Llueve. Llueve más de lo normal. Llueve en las ciudades y en los pueblos, sobre los techos de lámina y las losas de concreto, en las avenidas recién pavimentadas y en las calles de tierra que apenas resisten el paso de un camión. Llueve y, como cada temporada, nos sorprenden las mismas escenas: alcantarillas desbordadas, calles convertidas en ríos, casas anegadas, angustias cotidianas.

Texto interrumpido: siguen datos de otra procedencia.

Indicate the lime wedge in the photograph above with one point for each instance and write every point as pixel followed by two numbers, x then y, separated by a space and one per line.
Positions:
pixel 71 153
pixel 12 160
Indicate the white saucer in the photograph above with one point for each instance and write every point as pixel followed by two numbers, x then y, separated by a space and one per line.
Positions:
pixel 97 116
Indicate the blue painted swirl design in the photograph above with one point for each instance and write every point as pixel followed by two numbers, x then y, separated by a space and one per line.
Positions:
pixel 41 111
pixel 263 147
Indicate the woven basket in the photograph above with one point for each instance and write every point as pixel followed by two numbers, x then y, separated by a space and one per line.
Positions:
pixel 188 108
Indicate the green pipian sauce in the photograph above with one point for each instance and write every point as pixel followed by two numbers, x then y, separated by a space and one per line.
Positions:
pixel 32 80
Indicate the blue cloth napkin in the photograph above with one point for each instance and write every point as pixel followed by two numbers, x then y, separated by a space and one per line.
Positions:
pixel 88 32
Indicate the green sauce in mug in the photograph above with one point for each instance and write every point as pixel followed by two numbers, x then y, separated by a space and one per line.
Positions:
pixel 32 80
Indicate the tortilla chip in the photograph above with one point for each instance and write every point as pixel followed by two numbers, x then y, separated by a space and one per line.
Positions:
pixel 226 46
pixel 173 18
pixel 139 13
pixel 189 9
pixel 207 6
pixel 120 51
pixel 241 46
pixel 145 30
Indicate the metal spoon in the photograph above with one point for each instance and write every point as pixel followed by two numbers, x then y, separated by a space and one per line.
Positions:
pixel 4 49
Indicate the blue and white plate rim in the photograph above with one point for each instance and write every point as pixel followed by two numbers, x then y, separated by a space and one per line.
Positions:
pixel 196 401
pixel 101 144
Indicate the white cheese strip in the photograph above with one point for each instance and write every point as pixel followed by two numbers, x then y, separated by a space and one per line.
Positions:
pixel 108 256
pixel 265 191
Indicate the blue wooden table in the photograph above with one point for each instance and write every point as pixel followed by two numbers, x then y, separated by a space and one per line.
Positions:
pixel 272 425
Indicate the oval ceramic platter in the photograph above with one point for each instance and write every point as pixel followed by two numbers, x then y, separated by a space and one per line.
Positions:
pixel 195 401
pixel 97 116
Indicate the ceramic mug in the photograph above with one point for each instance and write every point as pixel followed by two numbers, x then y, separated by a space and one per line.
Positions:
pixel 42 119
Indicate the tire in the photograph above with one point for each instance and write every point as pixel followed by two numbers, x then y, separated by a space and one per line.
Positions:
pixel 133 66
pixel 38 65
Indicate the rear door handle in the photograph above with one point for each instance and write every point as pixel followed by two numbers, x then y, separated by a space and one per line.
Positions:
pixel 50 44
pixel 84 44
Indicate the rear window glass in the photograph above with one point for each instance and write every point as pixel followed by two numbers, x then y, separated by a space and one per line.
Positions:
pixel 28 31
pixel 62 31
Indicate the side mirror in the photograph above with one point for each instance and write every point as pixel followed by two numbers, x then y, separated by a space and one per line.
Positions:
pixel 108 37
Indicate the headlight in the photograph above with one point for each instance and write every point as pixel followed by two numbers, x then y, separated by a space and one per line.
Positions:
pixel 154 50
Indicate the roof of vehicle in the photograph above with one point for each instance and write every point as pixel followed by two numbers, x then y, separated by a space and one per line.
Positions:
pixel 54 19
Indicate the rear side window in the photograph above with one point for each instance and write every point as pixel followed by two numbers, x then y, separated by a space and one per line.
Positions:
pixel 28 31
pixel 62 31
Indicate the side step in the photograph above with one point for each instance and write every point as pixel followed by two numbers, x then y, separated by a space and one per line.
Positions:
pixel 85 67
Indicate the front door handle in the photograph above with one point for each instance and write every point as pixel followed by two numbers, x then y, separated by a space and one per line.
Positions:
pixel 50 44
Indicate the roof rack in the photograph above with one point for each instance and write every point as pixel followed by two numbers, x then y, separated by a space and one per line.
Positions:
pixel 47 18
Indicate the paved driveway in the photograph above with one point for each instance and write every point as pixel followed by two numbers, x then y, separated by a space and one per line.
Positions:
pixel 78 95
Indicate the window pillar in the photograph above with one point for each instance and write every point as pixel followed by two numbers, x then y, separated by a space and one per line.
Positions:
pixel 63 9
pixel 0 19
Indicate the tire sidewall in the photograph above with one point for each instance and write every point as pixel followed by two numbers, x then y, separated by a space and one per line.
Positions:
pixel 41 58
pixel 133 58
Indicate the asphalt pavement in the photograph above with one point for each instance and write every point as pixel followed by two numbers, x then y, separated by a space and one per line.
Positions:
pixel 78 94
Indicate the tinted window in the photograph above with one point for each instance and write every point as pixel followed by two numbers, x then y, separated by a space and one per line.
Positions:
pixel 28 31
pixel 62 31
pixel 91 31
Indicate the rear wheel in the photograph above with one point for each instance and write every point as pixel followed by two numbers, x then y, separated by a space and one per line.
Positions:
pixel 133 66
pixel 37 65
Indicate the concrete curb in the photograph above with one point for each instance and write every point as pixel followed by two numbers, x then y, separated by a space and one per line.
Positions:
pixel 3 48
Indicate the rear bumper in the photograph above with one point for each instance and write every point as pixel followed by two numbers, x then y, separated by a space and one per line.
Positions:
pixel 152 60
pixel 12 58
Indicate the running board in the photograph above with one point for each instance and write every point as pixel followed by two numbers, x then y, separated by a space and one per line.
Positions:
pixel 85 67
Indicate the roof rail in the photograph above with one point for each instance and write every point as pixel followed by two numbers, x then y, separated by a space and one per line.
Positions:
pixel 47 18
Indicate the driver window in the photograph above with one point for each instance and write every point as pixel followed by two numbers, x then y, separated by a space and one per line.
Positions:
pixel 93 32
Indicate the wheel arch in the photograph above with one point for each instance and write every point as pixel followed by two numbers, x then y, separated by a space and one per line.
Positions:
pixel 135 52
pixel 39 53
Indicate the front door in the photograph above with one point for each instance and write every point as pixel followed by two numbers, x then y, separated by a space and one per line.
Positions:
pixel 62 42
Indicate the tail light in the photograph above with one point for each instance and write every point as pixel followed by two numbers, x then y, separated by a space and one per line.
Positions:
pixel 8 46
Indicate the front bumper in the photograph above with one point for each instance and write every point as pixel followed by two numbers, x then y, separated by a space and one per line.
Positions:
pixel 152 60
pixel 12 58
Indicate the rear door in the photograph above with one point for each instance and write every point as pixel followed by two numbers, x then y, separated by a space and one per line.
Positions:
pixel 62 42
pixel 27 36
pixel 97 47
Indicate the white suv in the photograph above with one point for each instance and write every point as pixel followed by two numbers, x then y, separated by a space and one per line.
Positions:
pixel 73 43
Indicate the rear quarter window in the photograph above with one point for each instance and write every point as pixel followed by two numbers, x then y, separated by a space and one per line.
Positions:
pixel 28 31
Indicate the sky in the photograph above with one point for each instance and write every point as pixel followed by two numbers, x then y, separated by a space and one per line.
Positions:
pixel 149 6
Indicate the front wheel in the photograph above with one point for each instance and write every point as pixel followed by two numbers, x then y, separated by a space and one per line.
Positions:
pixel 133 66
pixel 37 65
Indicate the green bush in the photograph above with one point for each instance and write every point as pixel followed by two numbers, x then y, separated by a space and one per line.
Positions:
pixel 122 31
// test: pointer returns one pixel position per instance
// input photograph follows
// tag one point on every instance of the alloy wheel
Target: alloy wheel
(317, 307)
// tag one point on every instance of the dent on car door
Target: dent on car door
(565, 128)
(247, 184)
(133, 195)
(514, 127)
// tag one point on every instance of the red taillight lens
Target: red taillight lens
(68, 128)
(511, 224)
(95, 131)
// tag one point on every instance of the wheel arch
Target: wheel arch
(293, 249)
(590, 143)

Este 2025 ha traído más agua que el año anterior. Según datos del Servicio Meteorológico Nacional, se ha registrado un incremento del 18% en la precipitación acumulada respecto al mismo periodo de 2024. Las lluvias han llegado acompañadas de granizadas más frecuentes e intensas: tan sólo entre mayo y julio se han reportado 14 eventos de granizo en el centro del país, frente a los 9 del año pasado. El cambio climático nos da señales, pero también lo hace la infraestructura que tenemos —o mejor dicho, la que no tenemos—.

Y es que los drenajes, tanto sanitarios como pluviales, no son prioridad para nadie. No se cortan listones. No lucen en las redes sociales. Son obras que se entierran, literal y simbólicamente, porque en el juego político importa más lo que se ve que lo que funciona. Se invierte en parques vistosos, glorietas, luminarias LED, pero se olvida lo esencial: una ciudad sin drenaje funcional es una ciudad sin dignidad.

En muchas zonas de México y de Tlaxcala, los sistemas de drenaje son antiguos, insuficientes o simplemente inexistentes. La inversión en mantenimiento ha sido mínima. Y cuando llueve, los drenajes colapsan como si fuera un castigo divino y no la consecuencia lógica de años de abandono.

Pero no todo es culpa del gobierno. También hay corresponsabilidad ciudadana. Basta recorrer una calle al día siguiente de la lluvia para ver bolsas, envases, latas. O mejor aún, caminar cualquier mañana en el Parque de San Nicolás o sobre Avenida Independencia, en la capital tlaxcalteca, donde hay quienes piensan que la banqueta es extensión natural del bote de basura. Y sin embargo, aunque no nos guste, hay una verdad sencilla: entre menos se paga por el agua, menos posibilidades hay de contar con un sistema que funcione. Los organismos operadores dependen del ingreso para gestionar redes, desazolvar, modernizar. Si no se invierte en lo que se entierra, se paga —más caro y con urgencia— cuando brota a la superficie.

Necesitamos un cambio de enfoque. La calidad de vida no se mide sólo la cantidad de concreto expuesto, también por lo que fluye bajo tierra: agua limpia que llega, aguas negras que se van, lluvias que no se estancan. Necesitamos campañas de desazolve continuo, educación ambiental, sanciones efectivas a quien tira basura en la vía pública y, sobre todo, voluntad política para hacer lo correcto aunque no luzca en la foto.

Porque sí: lo enterrado también importa. Y cuando no se cuida, nos inunda.